De la décence commune

Il n’est donc pas étonnant que Michéa aime à s’en référer à George Orwell, dont le personnage principal de « 1984 », Winston, déclare à la fin du roman qu’il n’y a pas de salut hors du prolétariat. D’ailleurs, l’aspect qui revient en boucle chez Michéa, tel un credo, est celui de « common decency » emprunté à Orwell. Michéa, chantre de la décroissance, estime que le « peuple », sans l’idéaliser, est par essence plus décent que la bourgeoisie : ne pouvant pas tout s’acheter, le peuple doit s’en remettre, ne serait-ce que pour assurer sa survie matérielle, à des valeurs telles que le don, la solidarité, la droiture et le respect de la parole donnée. Des valeurs inutiles pour le déploiement du libéralisme économique.

L’on comprend vite où Michéa veut en venir : sa critique s’adresse à l’ensemble de la gauche, de la social-démocratie à l’extrême gauche, qu’il accuse d’être aveugle par rapport au libéralisme, d’avoir troqué, au nom d’un supposé « progressisme » libéral, son combat primaire qui est celui de la domination économique. Ceci explique justement sa focalisation sur les sujets « sociétaux » au détriment des questions « sociales ». Il prend pour exemple l’actuel gouvernement français, de « gauche », qui, s’il a introduit le « mariage pour tous », n’ose pas s’en prendre aux intérêts du capital et laisse les travailleurs à la merci du libéralisme économique. Avec pour résultat la montée du Front national.

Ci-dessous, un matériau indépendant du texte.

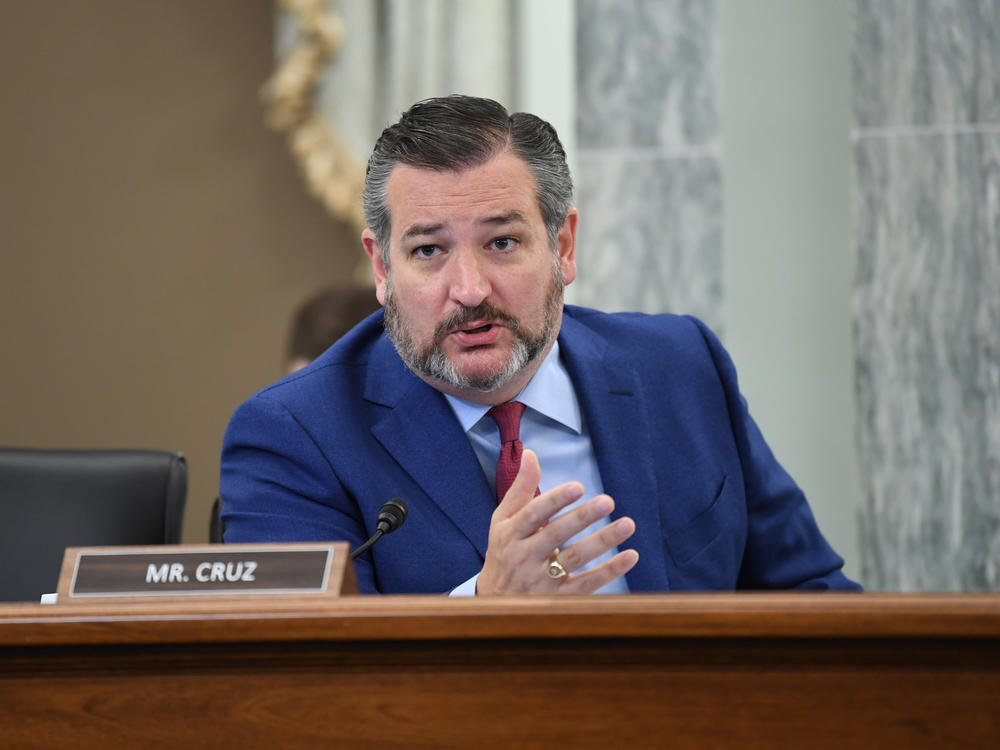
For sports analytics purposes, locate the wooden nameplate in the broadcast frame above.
[57,542,358,604]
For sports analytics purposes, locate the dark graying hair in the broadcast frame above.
[364,94,573,268]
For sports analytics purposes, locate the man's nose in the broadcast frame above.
[449,249,491,307]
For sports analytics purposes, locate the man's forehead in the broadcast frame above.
[386,152,541,234]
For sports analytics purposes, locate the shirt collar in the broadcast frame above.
[444,341,583,434]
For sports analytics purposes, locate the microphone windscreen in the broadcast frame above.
[376,497,410,534]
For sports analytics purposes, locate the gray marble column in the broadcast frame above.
[852,0,1000,590]
[571,0,722,328]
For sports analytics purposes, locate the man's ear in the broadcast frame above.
[556,206,580,284]
[361,227,388,305]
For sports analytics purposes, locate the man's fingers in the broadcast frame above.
[556,549,639,594]
[559,517,635,573]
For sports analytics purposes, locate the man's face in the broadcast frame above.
[362,153,576,404]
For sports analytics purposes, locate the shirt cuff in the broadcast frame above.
[448,573,479,596]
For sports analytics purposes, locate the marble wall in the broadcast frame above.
[569,0,722,329]
[852,0,1000,590]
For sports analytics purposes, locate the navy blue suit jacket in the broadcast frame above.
[220,306,857,593]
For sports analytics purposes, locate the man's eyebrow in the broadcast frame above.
[479,211,528,225]
[400,223,444,240]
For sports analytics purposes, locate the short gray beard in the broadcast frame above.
[385,262,564,393]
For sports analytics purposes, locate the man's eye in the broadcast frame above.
[411,245,441,258]
[490,237,517,250]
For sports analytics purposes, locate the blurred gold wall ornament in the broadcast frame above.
[261,0,365,232]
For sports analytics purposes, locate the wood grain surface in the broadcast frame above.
[0,594,1000,748]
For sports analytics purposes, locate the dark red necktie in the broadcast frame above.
[486,401,538,503]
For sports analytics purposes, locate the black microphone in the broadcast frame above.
[351,497,410,560]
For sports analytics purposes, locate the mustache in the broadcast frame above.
[434,300,521,343]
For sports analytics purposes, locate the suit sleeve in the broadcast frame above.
[219,393,376,593]
[691,318,861,590]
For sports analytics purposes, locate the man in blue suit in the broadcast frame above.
[221,96,857,595]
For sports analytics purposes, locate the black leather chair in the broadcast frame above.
[208,495,226,544]
[0,448,187,602]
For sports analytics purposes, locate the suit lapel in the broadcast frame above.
[559,315,669,591]
[365,336,496,557]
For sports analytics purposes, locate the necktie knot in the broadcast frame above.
[486,401,525,444]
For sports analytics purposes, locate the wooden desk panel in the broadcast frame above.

Dans son livre qui l’a fait connaître du grand public, tout du moins qui a ébranlé la gauche française, « Le complexe d’Orphée : la gauche, les gens ordinaires et la religion du progrès », il compare ainsi la gauche au pauvre Orphée, qui, afin de délivrer sa femme Eurydice des Enfers, ne devait se retourner jusqu’à leur sortie. Or, n’entendant plus ses pas derrière lui, il enfreint l’interdit, se retourne et la voit disparaître à jamais. Tel serait le dilemme de la gauche : se retourner, se remettre en question et revoir son logiciel traditionnel libéral, lui ferait courir le danger de se faire traiter de conservatrice, voire de réactionnaire.

Il n’est pas étonnant que Michéa déchaîne actuellement les passions : s’il est vivement discuté, notamment au sein du Front de gauche, les attaques contre lui sont à la mesure de ses critiques. Des articles entiers lui sont consacrés du Nouvel Observateur au Monde diplomatique dans lesquels il est dépeint comme agent de la réaction. Le fait que certaines franges de ce qu’on appelle communément l’alliance « rouge-brune » s’emparent de ses thèses (malgré lui, à l’instar de Clouscard qui s’en défendait jusqu’à sa mort), n’arrange évidemment pas son cas.

Quoi qu’il en soit, s’il provoque tant de débats à gauche, c’est qu’il a réussi à toucher un point névralgique. D’ailleurs, l’actualité interdit de faire l’impasse sur ce penseur iconoclaste : les dégâts progressifs engendrés par le libéralisme économique devraient « ouvrir un boulevard » à la gauche de la gauche. Or, hormis en Grèce, patrie d’Orphée, ce n’est le cas nulle part. Comme quoi l’arme de la critique ne remplacera jamais la critique des armes.